Virginia 13th Jun 2021 Assistance In Nursing
I would like to asked a favour how to write progress notes , as a second language its hard for me to put the right sentence , after all hard work for all practical activities i have provided to the residents for day and my brain gone blank what to put into the progress note . thx
Talita 17th Jun 2021
Hi Virginia, I hope you can use some of the examples in this article to help you. I'm sure it is hard when english is not your first language. Remember to be short and to the point when describing events and use objective language - you are trying to just say in a clear way what happened. All the best. Here are some more tips:
DEBBIE 1st Apr 2019 Pca
have you a template of progress notes I have just started Lifestyle and Leisure course - need to do an example of progress notes, referral reports?
Solange 3rd Apr 2019 Diversional Therapist
Hi Debbie, progress notes are very simple documents. You just need to record the resident name, date, your comments and signature. I hope this helps.
Pat 15th Feb 2018 Activities
how to write a significant change progress note
Solange 15th Feb 2018 Diversional Therapist
Hi Pat, progress notes are a succinct summary of relevant facts occurred to clients on your shift. For instance, if support for a client is increased, due to health deterioration, you should write what support was provided and how the client managed (mood).
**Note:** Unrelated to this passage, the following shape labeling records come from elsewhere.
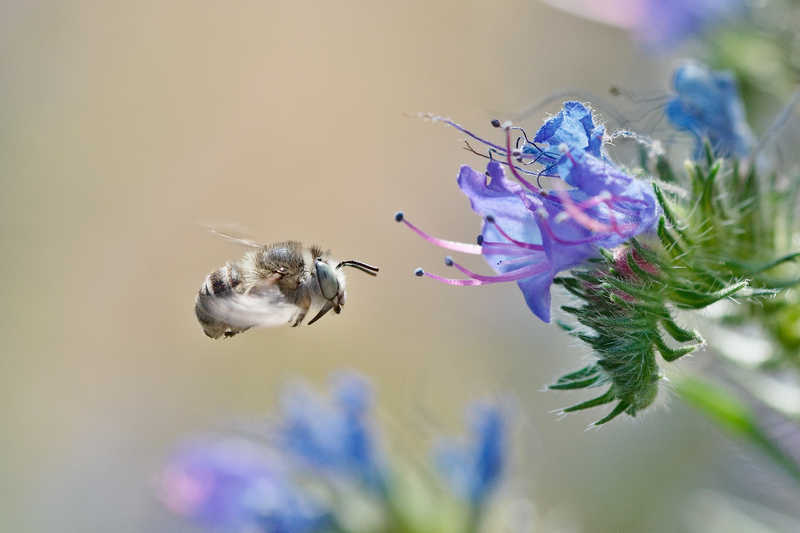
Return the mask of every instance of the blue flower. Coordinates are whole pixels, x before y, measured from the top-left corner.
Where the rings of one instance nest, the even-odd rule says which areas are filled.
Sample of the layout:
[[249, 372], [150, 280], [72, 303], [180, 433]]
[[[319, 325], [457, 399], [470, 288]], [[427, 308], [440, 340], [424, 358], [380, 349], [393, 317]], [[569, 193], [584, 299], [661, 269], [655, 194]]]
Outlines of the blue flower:
[[665, 51], [739, 16], [744, 0], [545, 0], [554, 7], [631, 31], [645, 48]]
[[718, 156], [749, 155], [753, 134], [731, 73], [688, 62], [675, 69], [672, 85], [676, 94], [667, 104], [667, 118], [676, 128], [697, 138], [696, 158], [703, 155], [705, 139]]
[[274, 455], [242, 439], [184, 443], [158, 492], [170, 510], [207, 527], [305, 533], [328, 523], [327, 509], [291, 482]]
[[442, 438], [434, 447], [434, 463], [450, 490], [478, 506], [500, 481], [508, 457], [508, 421], [487, 402], [467, 408], [468, 439]]
[[373, 392], [365, 377], [335, 374], [330, 400], [302, 382], [286, 387], [281, 400], [277, 435], [282, 450], [325, 474], [383, 488], [383, 459], [371, 419]]
[[[549, 322], [550, 286], [558, 272], [597, 256], [598, 247], [614, 248], [658, 222], [660, 211], [652, 188], [607, 158], [602, 150], [605, 130], [595, 126], [591, 110], [579, 102], [565, 103], [533, 142], [523, 131], [517, 139], [521, 148], [511, 148], [511, 131], [516, 128], [504, 127], [506, 146], [502, 147], [446, 122], [489, 145], [492, 154], [500, 154], [516, 181], [506, 177], [499, 161], [490, 161], [486, 174], [461, 167], [458, 185], [472, 210], [484, 219], [477, 245], [432, 237], [398, 213], [398, 221], [434, 244], [483, 255], [498, 274], [476, 274], [448, 257], [447, 265], [470, 279], [444, 278], [422, 270], [418, 275], [452, 285], [516, 281], [531, 311]], [[534, 163], [542, 170], [527, 169]], [[537, 185], [523, 174], [536, 177]], [[552, 190], [538, 185], [543, 176], [555, 178]]]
Stick to essential information you have observed and report what client says oo/and feels. Write events in an objective, respectful, and non-judgmental manner; refrain from using words like: uncooperative, abusive, hysterical, but if you need adverbs have them accompanied by an explanation/clarification of the circumstances. The significance of Progress Notes depends on following the guidelines and your choice of words.
Melissa 14th Feb 2018 HCP Coordinator
Progress notes are an ongoing struggle for all, this is a great little refresher. Thanks!
Talita 17th Feb 2018
Thanks for your feedback Melissa!
Wendy 16th Aug 2017 Residential & Community Care Coordinator - North Midlands
Progress notes are challenging and I believe we all need education on that especially in care plans where they are Patient centred, and getting all staff involved.
Rhonda 13th Aug 2017 Registered Nurse
I would like to know how to write better progress notes as a registered nurse
judy 9th Sep 2009 Gerontologist
fabulous,thanks so much...looking forward very much to the identifying needs, writing goals write up.